Independent hospitals are already facing a crisis. The outlook is especially dire for hospitals in poor neighborhoods, where patients are disproportionately reliant on Medicare and Medicaid. The seemingly endless shrinking of reimbursement rates has squeezed profits to a trickle.

Pay-for-performance only aggravates the situation. Hospitals located in the lowest socioeconomic areas consistently perform the worst on pay-for-performance measures because they don't have access to the resources they need to improve quality. "For hospitals in less well-off places, pay-for-performance will be just one more problem," says Jan Blustein, professor of health policy and medicine at New York University and co-author of the new paper in PLoS Medicine.

The researchers evaluated more than 2,700 hospitals based on how well they responded to two common health conditions: acute myocardial infarction and heart failure. They cross-referenced quality data reported under the Hospital Quality Alliance (HQA) program with federal and local data on hospital characteristics and finances. The differences were stark: On heart failure, for example, hospitals in poverty-stricken neighborhoods had a mean HQA score of 73 in 2004 vs. the 84 scored by hospitals in wealthier neighborhoods.

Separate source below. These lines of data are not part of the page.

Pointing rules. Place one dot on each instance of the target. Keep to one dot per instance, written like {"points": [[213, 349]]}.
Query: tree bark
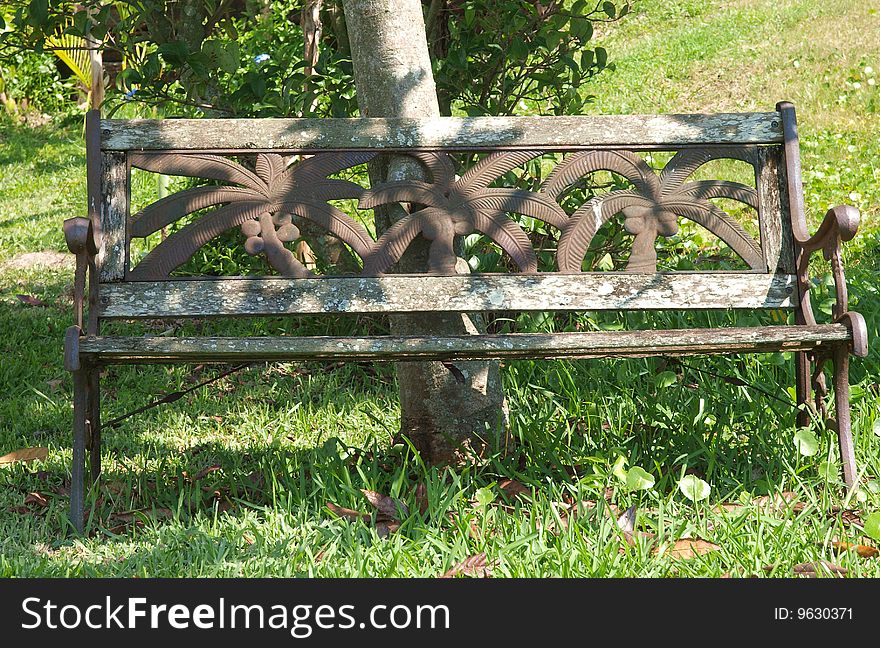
{"points": [[446, 411]]}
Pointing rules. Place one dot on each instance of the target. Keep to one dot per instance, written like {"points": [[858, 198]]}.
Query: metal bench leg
{"points": [[80, 412], [802, 387], [844, 424], [94, 404]]}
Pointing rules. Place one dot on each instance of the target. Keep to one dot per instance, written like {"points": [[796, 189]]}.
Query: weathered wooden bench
{"points": [[271, 178]]}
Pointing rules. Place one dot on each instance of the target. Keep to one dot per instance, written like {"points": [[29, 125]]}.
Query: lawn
{"points": [[234, 479]]}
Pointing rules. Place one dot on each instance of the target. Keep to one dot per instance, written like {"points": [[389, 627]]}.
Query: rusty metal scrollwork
{"points": [[653, 207], [263, 202], [262, 206]]}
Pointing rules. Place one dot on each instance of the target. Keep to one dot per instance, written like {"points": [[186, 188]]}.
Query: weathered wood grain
{"points": [[115, 197], [464, 133], [461, 293], [108, 350], [775, 223]]}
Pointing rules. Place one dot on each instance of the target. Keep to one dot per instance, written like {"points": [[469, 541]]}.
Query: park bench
{"points": [[270, 178]]}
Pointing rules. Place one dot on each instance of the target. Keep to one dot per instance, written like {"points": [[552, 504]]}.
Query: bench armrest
{"points": [[80, 238], [840, 224]]}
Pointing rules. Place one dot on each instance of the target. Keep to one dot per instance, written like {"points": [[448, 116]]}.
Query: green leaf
{"points": [[38, 11], [665, 379], [806, 443], [469, 13], [872, 526], [694, 488], [829, 471], [638, 479], [485, 495], [618, 469]]}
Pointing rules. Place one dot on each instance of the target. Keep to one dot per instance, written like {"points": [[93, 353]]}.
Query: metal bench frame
{"points": [[267, 200]]}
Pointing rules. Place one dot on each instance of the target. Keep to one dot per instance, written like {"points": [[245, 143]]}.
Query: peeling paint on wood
{"points": [[465, 347], [466, 133], [114, 214], [457, 293]]}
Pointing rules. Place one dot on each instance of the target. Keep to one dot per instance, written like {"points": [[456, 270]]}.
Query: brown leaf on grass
{"points": [[811, 570], [475, 565], [25, 454], [686, 548], [256, 479], [37, 499], [388, 508], [862, 550], [137, 516], [777, 502], [568, 511], [513, 488], [114, 487], [385, 528], [849, 517], [204, 472], [348, 514], [30, 300], [626, 522], [421, 497]]}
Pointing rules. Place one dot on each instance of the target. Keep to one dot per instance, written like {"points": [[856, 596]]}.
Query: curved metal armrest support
{"points": [[840, 224], [80, 237]]}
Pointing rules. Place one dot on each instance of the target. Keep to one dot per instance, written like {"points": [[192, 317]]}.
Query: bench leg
{"points": [[94, 398], [844, 423], [802, 387], [77, 481]]}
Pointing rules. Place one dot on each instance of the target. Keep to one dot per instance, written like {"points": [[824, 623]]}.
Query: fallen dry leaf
{"points": [[30, 300], [137, 516], [36, 498], [627, 521], [862, 550], [686, 548], [475, 565], [348, 514], [811, 570], [776, 502], [25, 454], [388, 507], [386, 527], [513, 488]]}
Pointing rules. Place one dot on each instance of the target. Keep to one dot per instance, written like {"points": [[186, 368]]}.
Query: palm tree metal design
{"points": [[457, 207], [653, 206], [262, 204]]}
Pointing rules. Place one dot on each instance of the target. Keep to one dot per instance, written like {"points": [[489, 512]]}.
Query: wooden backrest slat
{"points": [[760, 133], [456, 293], [463, 133]]}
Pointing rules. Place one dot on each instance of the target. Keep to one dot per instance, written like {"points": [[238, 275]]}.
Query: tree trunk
{"points": [[445, 410]]}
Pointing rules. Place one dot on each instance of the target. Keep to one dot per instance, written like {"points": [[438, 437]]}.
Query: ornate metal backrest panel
{"points": [[269, 197], [272, 187]]}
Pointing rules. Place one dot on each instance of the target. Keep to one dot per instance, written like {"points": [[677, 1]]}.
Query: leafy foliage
{"points": [[212, 57]]}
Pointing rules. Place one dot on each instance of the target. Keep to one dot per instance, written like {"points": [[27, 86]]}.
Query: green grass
{"points": [[289, 438]]}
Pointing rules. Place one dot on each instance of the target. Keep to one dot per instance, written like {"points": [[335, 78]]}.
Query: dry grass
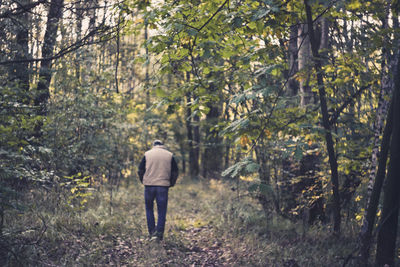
{"points": [[207, 225]]}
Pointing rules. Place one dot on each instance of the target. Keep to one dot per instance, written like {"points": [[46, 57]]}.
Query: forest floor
{"points": [[207, 225]]}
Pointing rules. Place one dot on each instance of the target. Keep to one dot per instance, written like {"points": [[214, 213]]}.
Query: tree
{"points": [[387, 234], [49, 42]]}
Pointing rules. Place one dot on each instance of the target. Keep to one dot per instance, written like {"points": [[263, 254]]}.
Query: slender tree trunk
{"points": [[325, 121], [213, 154], [376, 177], [304, 55], [79, 18], [386, 245], [369, 221], [189, 131], [49, 43], [20, 71], [196, 145], [293, 85]]}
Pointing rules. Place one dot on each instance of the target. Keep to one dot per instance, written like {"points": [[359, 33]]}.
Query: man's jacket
{"points": [[158, 167]]}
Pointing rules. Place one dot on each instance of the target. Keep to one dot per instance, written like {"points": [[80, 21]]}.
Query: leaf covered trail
{"points": [[207, 225]]}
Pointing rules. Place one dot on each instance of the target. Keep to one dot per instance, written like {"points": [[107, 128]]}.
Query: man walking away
{"points": [[157, 172]]}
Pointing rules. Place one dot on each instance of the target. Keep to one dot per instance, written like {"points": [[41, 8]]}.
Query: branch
{"points": [[209, 20], [66, 50], [21, 9], [349, 101]]}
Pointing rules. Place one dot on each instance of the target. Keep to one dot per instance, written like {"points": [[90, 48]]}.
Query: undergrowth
{"points": [[208, 224]]}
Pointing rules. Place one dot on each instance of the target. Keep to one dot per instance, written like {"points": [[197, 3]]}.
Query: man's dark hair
{"points": [[157, 143]]}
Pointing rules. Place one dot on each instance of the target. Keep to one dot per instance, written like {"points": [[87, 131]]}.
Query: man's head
{"points": [[157, 143]]}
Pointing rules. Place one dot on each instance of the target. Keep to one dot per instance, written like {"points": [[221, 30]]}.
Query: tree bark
{"points": [[325, 121], [386, 245], [368, 224], [213, 154], [20, 71], [49, 43], [293, 85], [304, 55], [377, 173]]}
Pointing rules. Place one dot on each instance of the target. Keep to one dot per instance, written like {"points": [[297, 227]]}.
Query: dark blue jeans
{"points": [[160, 194]]}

These results cast serious doubts on the role pay-for-performance will play in health reform. President Obama's 2010 budget proposes to link some Medicare payments directly to hospital performance measures. The president believes this will save $12 billion over 10 years -- money that can then be funneled into the reserve fund for health reform.

The worst-performing hospitals in the PLoS study did show the greatest improvements over time, but they still ended up at the bottom of the heap on quality measures. There was a direct correlation between human resources and quality, though Blustein says it's unclear whether the problem was a lack of doctors and nurses, or the training level of those professionals, or some combination of the two. She hopes to design future studies to sort out those issues.

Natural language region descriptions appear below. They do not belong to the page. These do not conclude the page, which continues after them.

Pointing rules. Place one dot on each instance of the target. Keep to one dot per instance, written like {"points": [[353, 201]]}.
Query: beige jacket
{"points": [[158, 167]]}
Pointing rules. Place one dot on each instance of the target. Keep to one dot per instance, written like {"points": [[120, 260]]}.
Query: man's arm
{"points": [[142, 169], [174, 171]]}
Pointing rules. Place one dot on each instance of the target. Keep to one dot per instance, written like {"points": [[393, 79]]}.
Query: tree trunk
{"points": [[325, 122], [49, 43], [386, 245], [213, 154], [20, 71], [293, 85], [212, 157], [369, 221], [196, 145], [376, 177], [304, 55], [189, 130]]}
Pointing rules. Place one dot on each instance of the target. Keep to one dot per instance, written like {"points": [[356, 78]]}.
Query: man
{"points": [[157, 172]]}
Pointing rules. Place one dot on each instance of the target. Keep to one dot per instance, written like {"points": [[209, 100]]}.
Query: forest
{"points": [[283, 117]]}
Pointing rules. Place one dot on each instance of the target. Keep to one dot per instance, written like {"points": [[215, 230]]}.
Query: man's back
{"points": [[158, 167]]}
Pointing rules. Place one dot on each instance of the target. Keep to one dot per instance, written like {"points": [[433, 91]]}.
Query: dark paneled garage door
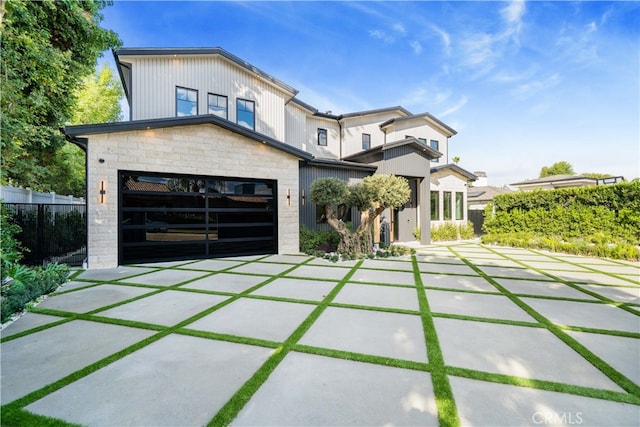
{"points": [[176, 217]]}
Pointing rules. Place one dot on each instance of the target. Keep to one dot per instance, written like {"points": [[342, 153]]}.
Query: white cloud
{"points": [[381, 35], [416, 46], [463, 101], [513, 12], [399, 28], [446, 39]]}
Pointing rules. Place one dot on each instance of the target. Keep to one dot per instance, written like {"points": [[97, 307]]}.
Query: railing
{"points": [[50, 232]]}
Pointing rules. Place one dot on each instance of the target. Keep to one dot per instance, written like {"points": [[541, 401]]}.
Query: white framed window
{"points": [[186, 102]]}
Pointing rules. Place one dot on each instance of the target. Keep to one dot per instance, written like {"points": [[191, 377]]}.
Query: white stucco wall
{"points": [[453, 183], [198, 150]]}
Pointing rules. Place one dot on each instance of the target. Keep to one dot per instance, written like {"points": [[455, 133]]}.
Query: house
{"points": [[218, 157]]}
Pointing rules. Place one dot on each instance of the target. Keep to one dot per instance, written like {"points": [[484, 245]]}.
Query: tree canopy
{"points": [[558, 168], [372, 196], [48, 48]]}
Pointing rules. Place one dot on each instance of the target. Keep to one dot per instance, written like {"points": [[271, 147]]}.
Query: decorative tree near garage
{"points": [[372, 196]]}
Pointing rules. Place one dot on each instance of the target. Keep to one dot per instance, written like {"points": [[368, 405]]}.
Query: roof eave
{"points": [[72, 132]]}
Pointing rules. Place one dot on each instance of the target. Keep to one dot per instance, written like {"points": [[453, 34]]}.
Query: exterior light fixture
{"points": [[103, 192]]}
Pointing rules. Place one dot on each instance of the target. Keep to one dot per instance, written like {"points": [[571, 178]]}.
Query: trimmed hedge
{"points": [[597, 220]]}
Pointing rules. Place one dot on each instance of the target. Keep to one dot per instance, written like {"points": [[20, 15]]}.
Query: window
{"points": [[366, 141], [459, 205], [217, 104], [322, 137], [446, 208], [436, 146], [246, 113], [435, 206], [186, 102]]}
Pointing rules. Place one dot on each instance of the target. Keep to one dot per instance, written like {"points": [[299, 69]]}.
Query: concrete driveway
{"points": [[465, 333]]}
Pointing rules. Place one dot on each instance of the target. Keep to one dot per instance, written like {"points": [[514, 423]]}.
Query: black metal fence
{"points": [[477, 219], [51, 232]]}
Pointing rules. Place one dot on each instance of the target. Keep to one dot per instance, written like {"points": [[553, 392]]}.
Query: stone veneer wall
{"points": [[198, 150]]}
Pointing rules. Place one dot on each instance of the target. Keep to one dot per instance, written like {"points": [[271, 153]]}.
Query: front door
{"points": [[406, 218]]}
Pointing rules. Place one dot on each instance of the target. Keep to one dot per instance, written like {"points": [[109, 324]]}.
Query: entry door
{"points": [[407, 215]]}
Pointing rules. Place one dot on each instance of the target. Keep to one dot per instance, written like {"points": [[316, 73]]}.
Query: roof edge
{"points": [[72, 132]]}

CMS recognizes the potential for disparities and has vowed to offer special assistance to low-quality hospitals, such as training and on-site consulting. But Blustein and her colleagues argue CMS should tackle quality issues much more proactively, providing resources at the outset to disadvantaged hospitals, rather than waiting for quality issues to come to light. "Based on the evidence," says Blustein, "they may want to re-think an approach that penalizes low performers."